Debate: testing at fast time controls

Discussion of anything and everything relating to chess playing software and machines.

Moderator: Ras

User avatar
Graham Banks
Posts: 44636
Joined: Sun Feb 26, 2006 10:52 am
Location: Auckland, NZ

Re: Debate: testing at fast time controls

Post by Graham Banks »

Dann Corbit wrote:
Kirill Kryukov wrote: {snip}
Do you seriously look for useful novelties in engine-engine games, even in long time controls?
Yes.
Found some, too.
Not surprising to me. :wink:
gbanksnz at gmail.com
Steelman

Re: Debate: testing at fast time controls

Post by Steelman »

bob wrote:
Kempelen wrote:And when you repeat tests in fast time controls, do you see a repetition in the result?. I have noted that repeting tests in fast time controls, the result change more than repeting in slows. Have you noted something similar?
That only means you are not playing enough games. To get to the +/- 4 Elo level, you need to play 40,000 games or so. and +/- 4 gives a significant margin for error even with that many games...
How many games would be required for about +-20elo margin?
And test at both fast and then at a slower speed? Slower being no less than 20 to 30 min games. I wish these games could be played at more like 60 or 90 min games but that seems it would take (even for Bob) some time.

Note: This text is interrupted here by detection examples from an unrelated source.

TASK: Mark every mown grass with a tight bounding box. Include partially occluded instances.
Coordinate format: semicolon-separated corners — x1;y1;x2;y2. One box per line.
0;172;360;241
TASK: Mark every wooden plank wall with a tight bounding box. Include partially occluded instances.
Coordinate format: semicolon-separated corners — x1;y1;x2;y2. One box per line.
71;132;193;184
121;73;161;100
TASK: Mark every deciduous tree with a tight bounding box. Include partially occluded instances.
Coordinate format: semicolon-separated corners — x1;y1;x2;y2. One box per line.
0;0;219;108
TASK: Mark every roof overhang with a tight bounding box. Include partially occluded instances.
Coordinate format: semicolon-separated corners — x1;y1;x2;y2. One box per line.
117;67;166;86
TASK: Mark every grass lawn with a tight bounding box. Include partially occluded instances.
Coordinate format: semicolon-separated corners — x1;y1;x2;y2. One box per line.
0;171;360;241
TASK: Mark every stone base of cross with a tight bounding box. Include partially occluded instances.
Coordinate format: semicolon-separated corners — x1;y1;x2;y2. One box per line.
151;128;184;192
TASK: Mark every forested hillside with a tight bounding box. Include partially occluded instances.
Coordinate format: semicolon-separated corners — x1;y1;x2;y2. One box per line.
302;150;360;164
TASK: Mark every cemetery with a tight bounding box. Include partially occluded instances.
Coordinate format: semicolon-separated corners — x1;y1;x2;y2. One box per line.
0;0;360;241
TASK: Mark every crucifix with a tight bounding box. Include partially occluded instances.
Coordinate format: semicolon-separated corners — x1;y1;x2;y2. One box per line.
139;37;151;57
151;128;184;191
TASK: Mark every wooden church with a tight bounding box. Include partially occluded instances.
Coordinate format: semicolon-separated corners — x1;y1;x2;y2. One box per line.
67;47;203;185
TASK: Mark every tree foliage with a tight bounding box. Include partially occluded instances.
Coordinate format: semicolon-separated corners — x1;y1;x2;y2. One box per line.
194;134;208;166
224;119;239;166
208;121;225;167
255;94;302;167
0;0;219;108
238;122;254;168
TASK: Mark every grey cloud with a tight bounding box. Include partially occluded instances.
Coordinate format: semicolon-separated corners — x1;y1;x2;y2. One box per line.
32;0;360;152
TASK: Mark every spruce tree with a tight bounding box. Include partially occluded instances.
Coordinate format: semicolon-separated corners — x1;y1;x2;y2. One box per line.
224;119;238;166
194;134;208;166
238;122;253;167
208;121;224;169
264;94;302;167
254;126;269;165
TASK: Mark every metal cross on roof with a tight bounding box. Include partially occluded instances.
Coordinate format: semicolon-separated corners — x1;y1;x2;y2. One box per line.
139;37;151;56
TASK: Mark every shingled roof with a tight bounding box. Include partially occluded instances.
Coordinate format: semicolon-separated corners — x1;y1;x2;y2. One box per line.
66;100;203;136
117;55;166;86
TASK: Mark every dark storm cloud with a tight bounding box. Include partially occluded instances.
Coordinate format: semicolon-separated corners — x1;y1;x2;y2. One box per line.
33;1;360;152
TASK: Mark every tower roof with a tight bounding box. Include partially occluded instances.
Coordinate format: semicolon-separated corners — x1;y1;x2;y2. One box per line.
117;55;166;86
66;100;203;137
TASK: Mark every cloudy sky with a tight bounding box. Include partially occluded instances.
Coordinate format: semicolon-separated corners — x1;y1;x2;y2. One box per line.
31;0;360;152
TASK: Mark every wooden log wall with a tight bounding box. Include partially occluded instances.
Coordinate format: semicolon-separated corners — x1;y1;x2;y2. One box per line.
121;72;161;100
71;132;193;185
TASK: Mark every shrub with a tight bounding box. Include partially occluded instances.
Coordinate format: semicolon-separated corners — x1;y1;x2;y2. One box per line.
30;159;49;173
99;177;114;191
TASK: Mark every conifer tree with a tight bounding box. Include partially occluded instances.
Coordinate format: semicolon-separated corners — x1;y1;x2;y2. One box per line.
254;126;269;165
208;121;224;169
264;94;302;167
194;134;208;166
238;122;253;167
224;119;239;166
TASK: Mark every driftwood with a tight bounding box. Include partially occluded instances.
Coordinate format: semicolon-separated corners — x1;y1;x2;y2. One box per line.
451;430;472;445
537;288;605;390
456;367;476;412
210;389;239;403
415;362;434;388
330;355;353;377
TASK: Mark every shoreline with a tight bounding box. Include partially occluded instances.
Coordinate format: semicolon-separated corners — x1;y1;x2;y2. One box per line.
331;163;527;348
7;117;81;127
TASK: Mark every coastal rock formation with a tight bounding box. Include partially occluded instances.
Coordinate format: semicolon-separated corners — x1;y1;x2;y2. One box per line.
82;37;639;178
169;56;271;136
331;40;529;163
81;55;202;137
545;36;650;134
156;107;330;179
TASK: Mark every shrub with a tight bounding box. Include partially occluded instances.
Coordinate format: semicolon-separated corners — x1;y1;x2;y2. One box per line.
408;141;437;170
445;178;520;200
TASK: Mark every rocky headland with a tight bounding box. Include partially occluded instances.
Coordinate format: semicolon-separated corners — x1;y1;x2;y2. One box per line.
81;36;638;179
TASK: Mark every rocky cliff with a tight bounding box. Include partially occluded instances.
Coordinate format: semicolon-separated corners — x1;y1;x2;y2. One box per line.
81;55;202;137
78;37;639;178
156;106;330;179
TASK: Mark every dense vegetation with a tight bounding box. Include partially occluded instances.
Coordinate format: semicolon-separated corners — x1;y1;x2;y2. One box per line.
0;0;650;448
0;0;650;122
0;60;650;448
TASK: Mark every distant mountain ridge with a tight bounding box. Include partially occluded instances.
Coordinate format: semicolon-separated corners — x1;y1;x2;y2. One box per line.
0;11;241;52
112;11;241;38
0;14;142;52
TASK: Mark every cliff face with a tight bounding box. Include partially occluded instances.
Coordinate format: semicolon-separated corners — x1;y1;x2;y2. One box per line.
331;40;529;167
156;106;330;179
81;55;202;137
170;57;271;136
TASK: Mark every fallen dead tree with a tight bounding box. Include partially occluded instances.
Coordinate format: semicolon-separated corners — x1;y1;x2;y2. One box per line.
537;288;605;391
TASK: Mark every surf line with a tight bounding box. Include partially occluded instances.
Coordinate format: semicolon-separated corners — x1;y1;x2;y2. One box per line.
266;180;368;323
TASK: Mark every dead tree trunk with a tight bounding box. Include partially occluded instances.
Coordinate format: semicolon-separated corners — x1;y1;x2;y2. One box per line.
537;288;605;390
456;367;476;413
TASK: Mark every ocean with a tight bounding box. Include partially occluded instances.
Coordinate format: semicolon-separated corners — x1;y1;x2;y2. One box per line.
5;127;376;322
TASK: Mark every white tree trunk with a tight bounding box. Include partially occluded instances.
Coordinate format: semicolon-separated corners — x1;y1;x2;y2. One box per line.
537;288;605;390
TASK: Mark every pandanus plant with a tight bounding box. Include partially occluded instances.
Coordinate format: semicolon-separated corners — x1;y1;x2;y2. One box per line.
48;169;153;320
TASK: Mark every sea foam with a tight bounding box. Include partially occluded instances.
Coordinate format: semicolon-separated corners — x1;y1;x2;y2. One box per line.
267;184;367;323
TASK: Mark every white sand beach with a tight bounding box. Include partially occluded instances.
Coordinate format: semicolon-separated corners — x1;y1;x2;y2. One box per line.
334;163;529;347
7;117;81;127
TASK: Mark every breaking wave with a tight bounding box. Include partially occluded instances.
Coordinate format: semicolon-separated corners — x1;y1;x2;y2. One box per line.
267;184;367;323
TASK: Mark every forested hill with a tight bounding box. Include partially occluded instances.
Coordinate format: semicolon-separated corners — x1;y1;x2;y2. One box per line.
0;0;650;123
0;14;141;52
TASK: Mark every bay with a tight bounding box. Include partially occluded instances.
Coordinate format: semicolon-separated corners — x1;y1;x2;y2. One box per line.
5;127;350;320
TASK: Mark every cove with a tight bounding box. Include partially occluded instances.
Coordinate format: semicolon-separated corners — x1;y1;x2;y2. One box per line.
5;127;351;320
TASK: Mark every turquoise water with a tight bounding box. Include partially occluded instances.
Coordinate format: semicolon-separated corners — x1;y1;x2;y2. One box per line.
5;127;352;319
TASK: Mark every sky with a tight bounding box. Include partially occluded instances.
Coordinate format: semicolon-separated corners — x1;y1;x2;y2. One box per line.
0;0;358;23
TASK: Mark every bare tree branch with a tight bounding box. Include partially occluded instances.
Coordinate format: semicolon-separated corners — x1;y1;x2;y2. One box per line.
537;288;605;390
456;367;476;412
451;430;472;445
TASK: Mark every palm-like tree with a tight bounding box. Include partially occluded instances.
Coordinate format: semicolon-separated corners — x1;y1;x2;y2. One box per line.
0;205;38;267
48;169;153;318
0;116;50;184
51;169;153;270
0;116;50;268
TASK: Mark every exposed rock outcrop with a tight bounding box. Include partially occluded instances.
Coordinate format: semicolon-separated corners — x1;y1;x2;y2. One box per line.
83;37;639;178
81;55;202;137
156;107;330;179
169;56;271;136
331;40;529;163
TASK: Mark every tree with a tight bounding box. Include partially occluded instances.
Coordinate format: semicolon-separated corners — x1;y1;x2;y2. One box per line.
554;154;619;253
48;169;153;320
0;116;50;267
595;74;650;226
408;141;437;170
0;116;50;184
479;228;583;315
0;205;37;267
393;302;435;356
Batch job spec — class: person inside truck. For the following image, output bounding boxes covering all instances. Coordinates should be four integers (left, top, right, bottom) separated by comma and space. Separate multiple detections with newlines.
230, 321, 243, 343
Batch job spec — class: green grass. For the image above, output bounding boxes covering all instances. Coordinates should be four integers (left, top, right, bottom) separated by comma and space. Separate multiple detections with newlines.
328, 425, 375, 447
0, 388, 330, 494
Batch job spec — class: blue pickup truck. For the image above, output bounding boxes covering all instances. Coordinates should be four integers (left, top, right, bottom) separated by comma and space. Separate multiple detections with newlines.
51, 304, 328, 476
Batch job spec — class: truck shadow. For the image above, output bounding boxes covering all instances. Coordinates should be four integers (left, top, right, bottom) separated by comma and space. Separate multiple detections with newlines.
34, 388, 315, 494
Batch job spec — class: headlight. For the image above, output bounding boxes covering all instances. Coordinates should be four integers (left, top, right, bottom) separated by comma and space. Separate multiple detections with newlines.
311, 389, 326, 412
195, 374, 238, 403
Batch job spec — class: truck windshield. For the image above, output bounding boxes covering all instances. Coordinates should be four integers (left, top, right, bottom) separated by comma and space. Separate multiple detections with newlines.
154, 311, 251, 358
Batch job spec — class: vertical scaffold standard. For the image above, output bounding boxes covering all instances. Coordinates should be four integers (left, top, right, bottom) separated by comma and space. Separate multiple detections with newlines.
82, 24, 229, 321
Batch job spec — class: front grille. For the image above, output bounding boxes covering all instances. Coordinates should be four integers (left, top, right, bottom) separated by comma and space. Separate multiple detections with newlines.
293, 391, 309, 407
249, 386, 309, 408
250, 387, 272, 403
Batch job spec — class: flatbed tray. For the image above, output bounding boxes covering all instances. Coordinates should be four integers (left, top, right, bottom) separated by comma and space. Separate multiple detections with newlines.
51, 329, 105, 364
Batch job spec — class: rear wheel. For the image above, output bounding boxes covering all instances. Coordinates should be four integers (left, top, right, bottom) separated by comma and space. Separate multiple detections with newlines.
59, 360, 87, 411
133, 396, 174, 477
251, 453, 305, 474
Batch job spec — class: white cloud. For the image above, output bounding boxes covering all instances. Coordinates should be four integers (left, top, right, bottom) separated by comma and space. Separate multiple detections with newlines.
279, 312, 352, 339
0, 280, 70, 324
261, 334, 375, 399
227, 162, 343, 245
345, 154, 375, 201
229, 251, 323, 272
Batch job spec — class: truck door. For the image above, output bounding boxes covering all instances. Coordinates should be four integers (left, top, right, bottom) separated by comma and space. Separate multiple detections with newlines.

I ask this because at these fast speeds the playing strength is effected a great deal. The positional and even tactical abilities have been reduced. Would that not even effect the evaluation of positions. I have "tuned" my evaluations to playing at much slower speeds, not fast. I would think that some values would need to be adjusted for fast speeds? Or is this not true?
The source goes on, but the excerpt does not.